We review the grant of summary judgment de novo. See Noviello v. City of Bos., 398 F.3d 76, 84 (1st Cir. 2005). Summary judgment is warranted if the record, construed in the light most flattering to the nonmovant, "presents no genuine issue as to any material fact and reflects the movant's entitlement to judgment as a matter of law." McKenney v. Mangino, 873 F.3d 75, 80 (1st Cir. 2017), cert. denied, ––– U.S. ––––, 138 S.Ct. 1311, 200 L.Ed.2d 475 (2018). When a plaintiff opposes summary judgment, she bears "the burden of producing specific facts sufficient to deflect the swing of the summary judgment scythe." Mulvihill v. Top-Flite Golf Co., 335 F.3d 15, 19 (1st Cir. 2003). For this purpose, she cannot rely on "conclusory allegations, improbable inferences, acrimonious invective, or rank speculation." Ahern v. Shinseki, 629 F.3d 49, 54 (1st Cir. 2010).

1. Discriminatory Discharge. In Massachusetts, it is unlawful for an employer:

... to dismiss from employment or refuse to hire, rehire or advance in employment or otherwise discriminate against, because of his handicap, any person alleging to be a qualified handicapped person, capable of performing the essential functions of the position involved with reasonable accommodation, unless the employer can demonstrate that the accommodation required to be made to the physical or mental limitations of the person would impose an undue hardship to the employer's business.

Mass. Gen. Laws ch. 151B, § 4(16).
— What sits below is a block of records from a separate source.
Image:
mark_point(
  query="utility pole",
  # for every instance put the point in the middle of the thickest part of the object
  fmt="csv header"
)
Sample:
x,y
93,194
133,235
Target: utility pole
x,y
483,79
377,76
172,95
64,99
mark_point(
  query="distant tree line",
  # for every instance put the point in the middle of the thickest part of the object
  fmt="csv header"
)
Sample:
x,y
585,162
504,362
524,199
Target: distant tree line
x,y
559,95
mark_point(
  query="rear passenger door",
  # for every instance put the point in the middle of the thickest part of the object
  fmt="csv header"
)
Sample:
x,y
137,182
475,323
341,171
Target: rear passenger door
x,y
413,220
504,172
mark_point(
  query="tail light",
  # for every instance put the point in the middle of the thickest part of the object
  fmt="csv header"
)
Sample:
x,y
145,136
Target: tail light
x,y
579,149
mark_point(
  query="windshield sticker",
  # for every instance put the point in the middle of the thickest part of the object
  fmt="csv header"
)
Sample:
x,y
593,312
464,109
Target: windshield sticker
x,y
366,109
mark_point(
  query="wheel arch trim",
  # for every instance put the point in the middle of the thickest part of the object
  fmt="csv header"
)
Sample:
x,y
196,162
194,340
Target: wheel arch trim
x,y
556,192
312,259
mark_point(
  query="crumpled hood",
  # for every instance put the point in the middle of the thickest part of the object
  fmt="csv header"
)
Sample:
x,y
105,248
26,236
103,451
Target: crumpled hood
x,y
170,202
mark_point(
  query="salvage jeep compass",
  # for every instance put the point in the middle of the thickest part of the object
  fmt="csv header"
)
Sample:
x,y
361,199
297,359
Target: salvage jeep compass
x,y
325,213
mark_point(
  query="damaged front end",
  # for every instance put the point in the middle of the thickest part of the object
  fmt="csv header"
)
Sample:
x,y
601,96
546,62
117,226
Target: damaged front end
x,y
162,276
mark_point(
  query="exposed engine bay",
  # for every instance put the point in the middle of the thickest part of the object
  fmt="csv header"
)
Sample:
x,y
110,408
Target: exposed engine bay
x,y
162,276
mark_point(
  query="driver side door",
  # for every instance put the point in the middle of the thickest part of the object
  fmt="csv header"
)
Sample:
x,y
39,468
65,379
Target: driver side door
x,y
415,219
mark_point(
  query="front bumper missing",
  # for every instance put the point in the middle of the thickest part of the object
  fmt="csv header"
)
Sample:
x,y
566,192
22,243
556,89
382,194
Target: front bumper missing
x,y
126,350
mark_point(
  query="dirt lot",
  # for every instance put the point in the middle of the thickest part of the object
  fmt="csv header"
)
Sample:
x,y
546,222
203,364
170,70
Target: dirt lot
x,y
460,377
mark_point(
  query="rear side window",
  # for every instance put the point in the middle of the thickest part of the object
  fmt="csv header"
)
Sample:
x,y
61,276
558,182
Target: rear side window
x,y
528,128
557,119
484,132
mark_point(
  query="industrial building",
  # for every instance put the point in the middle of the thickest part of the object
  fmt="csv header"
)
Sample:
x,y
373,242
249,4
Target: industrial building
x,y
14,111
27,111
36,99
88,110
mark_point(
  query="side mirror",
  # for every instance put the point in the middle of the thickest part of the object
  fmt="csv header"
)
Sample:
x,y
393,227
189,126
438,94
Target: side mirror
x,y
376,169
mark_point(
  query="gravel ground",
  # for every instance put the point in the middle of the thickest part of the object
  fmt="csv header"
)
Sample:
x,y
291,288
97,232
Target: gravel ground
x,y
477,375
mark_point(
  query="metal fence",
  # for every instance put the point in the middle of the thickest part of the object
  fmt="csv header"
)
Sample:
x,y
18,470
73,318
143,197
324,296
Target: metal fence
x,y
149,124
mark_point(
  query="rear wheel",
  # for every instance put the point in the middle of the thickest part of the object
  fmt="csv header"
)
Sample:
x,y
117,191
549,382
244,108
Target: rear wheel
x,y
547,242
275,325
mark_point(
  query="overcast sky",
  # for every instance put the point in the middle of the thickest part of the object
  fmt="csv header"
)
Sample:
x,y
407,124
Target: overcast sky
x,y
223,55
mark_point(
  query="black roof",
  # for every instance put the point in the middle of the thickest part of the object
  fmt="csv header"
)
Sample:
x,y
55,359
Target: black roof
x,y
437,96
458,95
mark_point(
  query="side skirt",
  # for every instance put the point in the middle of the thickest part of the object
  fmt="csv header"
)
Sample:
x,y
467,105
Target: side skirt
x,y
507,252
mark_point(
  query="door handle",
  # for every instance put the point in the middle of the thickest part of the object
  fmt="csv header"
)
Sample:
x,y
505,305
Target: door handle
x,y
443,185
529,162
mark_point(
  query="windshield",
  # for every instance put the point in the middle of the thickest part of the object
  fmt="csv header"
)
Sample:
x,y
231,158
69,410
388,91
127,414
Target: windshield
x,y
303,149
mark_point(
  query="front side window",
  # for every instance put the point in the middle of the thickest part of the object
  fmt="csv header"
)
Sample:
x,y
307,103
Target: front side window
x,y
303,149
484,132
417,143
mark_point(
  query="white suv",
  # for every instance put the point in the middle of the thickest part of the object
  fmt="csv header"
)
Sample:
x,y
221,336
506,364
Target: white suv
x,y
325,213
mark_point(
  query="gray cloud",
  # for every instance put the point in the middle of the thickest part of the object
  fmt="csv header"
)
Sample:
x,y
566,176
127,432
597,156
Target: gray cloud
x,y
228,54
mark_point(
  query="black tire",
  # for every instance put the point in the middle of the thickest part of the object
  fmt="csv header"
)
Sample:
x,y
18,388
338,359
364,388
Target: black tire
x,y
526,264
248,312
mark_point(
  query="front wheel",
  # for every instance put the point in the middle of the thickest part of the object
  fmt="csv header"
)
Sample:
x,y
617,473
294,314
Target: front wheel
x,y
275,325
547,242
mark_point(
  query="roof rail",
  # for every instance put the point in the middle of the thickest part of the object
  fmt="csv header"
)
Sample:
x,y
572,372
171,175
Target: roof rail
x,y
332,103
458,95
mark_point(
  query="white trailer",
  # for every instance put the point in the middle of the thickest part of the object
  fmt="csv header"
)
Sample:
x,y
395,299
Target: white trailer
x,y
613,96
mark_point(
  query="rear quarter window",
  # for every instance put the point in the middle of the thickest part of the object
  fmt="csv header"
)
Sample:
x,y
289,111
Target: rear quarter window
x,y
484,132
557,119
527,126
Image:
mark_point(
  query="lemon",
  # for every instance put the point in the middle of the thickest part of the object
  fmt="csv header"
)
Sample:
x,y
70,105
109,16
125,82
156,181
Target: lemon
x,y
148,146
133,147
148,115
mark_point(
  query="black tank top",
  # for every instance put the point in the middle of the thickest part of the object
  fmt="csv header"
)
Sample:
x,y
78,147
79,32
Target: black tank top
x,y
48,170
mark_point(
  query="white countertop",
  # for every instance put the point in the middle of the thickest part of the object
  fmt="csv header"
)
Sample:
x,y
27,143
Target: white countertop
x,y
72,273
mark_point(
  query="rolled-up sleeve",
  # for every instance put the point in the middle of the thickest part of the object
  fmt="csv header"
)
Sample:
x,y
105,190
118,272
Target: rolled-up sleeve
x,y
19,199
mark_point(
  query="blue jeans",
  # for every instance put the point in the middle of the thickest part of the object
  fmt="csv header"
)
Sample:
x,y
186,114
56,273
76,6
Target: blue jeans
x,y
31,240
Massachusetts law supplies the substantive rules of decision in this diversity suit. See Sanders v. Phoenix Ins. Co., 843 F.3d 37, 42 (1st Cir. 2016). That state's highest court, the Supreme Judicial Court (SJC), "look[s] to the Federal cases decided under the ADA as a guide to the interpretation of [chapter] 151B." Russell v. Cooley Dickinson Hosp., Inc., 437 Mass. 443, 772 N.E.2d 1054, 1061 n.5 (2002). The SJC, however, is not bound by federal interpretations of the ADA in construing chapter 151B. See Mass. Elec. Co. v. MCAD, 375 Mass. 160, 375 N.E.2d 1192, 1198 (1978). Indeed, the SJC has, on...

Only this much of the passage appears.